Comment on Estate Planning For Digital Assets
Maria Perrone (J.D. Candidate, May 2013, The Catholic University of America, Columbus School of Law) recently published her comment entitled What Happens When We Die: Estate Planning of Digital Assets, 21 CommLaw Conspectus 185 (2012/2013). The introduction to the article is availabel below:
When most people envision sorting through the belongings of departed loved ones, they imagine encountering old pictures, journals, letters, and knick-knacks. Due to the proliferation of digital technology, coupled with society’s ever-increasing reliance on the Internet, that picture is rapidly changing. Recent studies indicate that ninety-two percent of Americans have an online presence by the age of two. As of January 2011, there were approximately five billion images on Flickr, hundreds of thousands of videos uploaded on YouTube per day, an endless supply of content from twenty million bloggers, 500 million Facebook users, and approximately two billion tweets per month. In addition to reviewing the journals and letters of deceased loved ones, people are increasingly faced with administering a loved one’s digital assets.

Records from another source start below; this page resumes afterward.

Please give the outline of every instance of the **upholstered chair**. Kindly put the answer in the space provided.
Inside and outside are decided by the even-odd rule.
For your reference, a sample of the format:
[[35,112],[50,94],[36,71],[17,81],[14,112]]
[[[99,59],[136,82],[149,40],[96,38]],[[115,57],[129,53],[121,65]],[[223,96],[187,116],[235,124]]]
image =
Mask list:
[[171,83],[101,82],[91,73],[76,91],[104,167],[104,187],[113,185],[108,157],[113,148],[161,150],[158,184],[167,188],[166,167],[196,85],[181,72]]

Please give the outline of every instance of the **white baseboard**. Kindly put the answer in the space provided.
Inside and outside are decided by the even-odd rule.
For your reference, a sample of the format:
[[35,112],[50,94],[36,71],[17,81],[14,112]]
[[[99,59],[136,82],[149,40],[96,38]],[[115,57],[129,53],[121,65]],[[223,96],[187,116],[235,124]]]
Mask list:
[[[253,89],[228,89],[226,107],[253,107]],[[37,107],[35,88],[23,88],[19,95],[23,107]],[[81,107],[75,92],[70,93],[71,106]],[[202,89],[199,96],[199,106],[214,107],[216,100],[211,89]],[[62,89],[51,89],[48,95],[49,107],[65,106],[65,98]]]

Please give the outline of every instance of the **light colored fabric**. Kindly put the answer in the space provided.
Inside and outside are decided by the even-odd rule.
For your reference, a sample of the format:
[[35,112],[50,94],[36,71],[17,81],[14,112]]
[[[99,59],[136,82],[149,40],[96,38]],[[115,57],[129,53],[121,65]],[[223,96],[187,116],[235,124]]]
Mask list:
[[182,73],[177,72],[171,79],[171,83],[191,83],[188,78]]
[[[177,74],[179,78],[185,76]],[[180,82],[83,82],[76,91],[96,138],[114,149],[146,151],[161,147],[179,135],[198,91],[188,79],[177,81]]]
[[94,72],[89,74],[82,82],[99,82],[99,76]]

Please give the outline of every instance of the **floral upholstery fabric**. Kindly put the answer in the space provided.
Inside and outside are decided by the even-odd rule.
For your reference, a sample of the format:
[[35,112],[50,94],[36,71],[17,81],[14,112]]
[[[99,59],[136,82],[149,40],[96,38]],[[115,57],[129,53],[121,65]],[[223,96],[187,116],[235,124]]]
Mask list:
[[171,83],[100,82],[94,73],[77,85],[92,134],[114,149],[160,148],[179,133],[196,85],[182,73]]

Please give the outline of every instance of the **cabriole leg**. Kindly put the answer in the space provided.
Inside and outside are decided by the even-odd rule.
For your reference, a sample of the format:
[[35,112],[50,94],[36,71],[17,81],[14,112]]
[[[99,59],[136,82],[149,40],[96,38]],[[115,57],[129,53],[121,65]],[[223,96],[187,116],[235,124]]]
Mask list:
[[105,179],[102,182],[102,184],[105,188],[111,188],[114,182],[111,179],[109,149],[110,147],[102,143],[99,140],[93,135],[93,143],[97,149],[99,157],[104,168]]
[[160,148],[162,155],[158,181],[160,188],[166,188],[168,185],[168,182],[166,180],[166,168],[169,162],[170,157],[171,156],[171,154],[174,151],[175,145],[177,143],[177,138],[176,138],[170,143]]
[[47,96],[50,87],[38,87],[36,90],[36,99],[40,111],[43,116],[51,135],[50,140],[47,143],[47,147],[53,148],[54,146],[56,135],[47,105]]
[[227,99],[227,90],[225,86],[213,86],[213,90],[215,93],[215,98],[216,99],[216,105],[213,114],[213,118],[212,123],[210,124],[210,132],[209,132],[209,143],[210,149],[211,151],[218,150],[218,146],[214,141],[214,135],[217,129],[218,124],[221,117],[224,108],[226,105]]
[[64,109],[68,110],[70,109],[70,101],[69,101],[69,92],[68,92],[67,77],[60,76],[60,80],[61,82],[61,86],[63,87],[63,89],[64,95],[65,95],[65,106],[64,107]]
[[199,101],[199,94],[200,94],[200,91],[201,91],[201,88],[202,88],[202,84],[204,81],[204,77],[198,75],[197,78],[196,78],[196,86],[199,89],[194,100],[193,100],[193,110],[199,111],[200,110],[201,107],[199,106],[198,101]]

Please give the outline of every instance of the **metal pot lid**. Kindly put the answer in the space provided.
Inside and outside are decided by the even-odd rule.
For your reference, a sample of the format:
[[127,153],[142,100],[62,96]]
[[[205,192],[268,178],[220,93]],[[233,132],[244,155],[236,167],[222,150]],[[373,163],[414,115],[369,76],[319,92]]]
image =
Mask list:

Digital assets include digital images from photographs, electronic bank and investment account statements, e-mail records and associated passwords, and social media accounts such as Facebook, Linked-In, Twitter, and YouTube. The culmination of these digital assets forms a person’s digital estate. Not surprisingly, given the ever-increasing role of digitalization in our daily lives, digital estate planning has become a major issue for estate planners. Still, only five states have laws governing digital estate planning. In order to adequately plan for the digital estates of Americans, the law must accommodate recent technological advancements. The establishment of a uniform set of laws will ensure that the digital assets of Americans are adequately protected.
Part II of this Comment provides a general overview of traditional estate planning. Part III then examines the practicalities of estate planning for digital assets. It will then evaluate the major issues associated with digital estate planning, beginning with the digital asset policies of various companies. Included in this analysis will be the general rationale underlying digital estate planning. Part IV will provide real-life examples of planning for digital assets and its effects on decedents’ families. Part V will outline the state laws that currently provide for digital estate planning, highlighting the need to establish a set of uniform laws for digital assets that are tailored to the current digital age. Part VI explores efforts underway to create such uniform laws. Part VII discusses certain websites that seek to help people plan for their digital estates. Part VIII delves into a discussion of the privacy issues and the implications that are raised by digital estate planning. Part IX will then examine how recent technological advancements, such as cloud computing, may affect planning for digital assets, as well as the policy implications of digital estate planning as a whole. Finally, this Comment concludes by evaluating the policy implications underlying the creation of a uniform digital estate planning law.